The Government must ensure
- Guiding participations, recognizing the needs and ambitions of different farmers, with a flexible implementation process in order to maximize impact.
- Subsidiarity, allowing local governments to lead local-level planning and front-line service delivery, complementing and supporting Provincial Development Plans.
- Allotment of land and conditions for access to the lots, through the construction of access roads.
Investment will be private sector driven: the Goverment recognizes the pivotal role that the private sector will play in the move from subsistence agriculture to commercial agriculture. The change will be driven by investments by private actors, from small farmers and cooperatives to commercial farms and suppliers of produce, inputs and support services, traders/exporters, agriprocessors and agriproducers.

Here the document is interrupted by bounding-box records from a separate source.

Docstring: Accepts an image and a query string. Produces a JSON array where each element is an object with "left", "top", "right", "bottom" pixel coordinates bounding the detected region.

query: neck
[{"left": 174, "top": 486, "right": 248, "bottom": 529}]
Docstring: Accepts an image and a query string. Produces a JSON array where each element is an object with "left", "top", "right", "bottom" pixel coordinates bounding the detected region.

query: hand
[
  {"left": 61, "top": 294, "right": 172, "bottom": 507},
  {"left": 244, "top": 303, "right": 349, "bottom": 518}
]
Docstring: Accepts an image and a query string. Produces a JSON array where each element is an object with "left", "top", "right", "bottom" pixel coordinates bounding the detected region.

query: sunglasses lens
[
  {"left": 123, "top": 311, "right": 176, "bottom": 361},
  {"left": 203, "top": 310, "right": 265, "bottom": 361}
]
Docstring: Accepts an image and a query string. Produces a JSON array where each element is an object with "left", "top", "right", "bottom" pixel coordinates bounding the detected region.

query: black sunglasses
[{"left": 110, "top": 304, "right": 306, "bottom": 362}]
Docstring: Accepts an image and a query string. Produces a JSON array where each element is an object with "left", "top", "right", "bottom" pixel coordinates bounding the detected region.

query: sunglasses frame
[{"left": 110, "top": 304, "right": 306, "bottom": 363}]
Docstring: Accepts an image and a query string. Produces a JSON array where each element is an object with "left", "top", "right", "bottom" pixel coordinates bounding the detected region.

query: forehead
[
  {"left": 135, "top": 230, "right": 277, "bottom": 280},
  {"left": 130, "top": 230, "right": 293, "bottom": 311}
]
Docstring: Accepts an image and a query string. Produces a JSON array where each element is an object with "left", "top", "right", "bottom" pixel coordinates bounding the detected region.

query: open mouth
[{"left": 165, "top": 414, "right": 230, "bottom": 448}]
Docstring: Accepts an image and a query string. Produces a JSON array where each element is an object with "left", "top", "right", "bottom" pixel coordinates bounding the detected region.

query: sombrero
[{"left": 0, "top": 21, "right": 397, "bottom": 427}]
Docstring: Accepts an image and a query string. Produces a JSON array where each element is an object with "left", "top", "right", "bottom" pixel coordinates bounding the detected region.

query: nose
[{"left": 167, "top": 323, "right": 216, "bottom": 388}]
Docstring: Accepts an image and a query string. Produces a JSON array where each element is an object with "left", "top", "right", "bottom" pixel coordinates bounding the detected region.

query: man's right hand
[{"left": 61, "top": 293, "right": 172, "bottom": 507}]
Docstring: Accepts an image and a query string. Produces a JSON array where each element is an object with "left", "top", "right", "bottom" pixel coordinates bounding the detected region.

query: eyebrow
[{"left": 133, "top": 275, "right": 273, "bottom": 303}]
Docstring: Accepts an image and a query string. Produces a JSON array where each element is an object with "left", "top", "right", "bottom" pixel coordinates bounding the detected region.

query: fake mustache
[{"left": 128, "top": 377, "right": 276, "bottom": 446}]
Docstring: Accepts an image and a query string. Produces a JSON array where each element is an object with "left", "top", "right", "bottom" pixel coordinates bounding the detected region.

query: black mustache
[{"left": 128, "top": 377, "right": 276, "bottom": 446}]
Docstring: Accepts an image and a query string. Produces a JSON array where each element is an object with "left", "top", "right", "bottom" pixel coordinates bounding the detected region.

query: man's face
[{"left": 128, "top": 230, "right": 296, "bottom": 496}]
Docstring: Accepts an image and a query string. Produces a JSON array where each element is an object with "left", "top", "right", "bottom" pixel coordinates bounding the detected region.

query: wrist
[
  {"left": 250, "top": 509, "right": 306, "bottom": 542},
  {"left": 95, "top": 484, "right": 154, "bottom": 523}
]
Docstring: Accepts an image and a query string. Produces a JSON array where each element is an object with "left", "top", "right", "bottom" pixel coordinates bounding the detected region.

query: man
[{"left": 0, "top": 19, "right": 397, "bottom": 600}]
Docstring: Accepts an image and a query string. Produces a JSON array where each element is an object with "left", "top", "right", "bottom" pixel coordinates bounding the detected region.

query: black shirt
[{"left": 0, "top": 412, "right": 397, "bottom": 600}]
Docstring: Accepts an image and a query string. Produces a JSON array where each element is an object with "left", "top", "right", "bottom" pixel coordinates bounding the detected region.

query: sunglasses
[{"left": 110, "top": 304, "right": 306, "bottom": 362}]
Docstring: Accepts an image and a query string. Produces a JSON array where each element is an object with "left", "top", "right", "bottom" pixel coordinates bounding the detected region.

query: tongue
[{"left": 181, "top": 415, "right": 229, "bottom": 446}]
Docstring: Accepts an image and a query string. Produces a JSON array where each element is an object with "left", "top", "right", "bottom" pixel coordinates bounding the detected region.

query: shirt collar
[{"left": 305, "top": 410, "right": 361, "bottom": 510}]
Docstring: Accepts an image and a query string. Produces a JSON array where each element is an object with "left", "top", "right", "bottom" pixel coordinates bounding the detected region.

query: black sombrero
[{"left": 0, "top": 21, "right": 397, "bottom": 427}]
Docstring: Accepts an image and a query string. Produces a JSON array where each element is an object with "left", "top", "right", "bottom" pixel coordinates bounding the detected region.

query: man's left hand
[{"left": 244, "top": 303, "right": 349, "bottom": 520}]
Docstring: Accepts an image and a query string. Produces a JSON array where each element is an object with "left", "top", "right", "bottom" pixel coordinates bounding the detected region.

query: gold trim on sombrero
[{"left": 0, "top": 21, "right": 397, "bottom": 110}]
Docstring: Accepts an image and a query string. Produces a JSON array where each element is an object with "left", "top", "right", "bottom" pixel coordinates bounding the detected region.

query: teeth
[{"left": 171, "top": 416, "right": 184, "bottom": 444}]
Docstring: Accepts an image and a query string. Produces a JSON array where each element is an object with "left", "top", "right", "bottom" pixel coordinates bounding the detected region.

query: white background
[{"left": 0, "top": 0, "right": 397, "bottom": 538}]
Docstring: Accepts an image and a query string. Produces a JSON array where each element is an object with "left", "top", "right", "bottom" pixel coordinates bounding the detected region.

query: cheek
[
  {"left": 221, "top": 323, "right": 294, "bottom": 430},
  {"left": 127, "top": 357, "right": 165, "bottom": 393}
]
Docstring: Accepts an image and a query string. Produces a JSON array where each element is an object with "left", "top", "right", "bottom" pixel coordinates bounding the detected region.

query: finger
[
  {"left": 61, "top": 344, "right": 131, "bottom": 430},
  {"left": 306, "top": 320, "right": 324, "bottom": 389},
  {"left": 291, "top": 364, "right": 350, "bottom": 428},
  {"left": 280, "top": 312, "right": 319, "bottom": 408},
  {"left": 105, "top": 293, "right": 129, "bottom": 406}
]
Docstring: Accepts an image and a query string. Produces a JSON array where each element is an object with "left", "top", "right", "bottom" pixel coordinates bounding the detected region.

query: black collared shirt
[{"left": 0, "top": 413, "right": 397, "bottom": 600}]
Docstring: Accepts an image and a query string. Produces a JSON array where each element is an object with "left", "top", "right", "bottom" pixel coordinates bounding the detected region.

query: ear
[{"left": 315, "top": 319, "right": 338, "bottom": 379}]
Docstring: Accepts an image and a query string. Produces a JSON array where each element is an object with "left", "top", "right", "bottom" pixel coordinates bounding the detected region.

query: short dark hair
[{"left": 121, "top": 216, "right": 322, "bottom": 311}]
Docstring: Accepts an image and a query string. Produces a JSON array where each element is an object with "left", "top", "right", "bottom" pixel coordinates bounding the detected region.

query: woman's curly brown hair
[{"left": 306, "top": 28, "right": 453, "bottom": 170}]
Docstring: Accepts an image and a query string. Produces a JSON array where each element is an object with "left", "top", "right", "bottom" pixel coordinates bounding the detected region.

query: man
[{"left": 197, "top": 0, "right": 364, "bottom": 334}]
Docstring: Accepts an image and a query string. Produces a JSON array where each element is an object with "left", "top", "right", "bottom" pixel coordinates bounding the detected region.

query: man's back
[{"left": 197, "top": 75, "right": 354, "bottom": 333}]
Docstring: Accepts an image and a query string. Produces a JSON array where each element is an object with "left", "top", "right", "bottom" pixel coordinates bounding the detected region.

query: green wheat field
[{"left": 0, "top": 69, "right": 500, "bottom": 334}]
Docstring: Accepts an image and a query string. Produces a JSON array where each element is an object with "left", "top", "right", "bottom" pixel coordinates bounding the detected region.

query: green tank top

PLANAGRÃO is supervised by a multisectoral commission, coordinated by the Minister of State for Economic Coordination, and made up of the Ministers responsible for the sectors of Economy, Finance, Territorial Administration, Agriculture, Industry, Commerce, Energy, Water, Education, Transport, Higher Education, Public Works and Spatial Planning.
The aforementioned multisectoral commission has the support of a technical monitoring unit, coordinated by the Ministry of Industry and Trade, and made up of representatives of the member Ministries for periodic monitoring and any necessary revision proposals.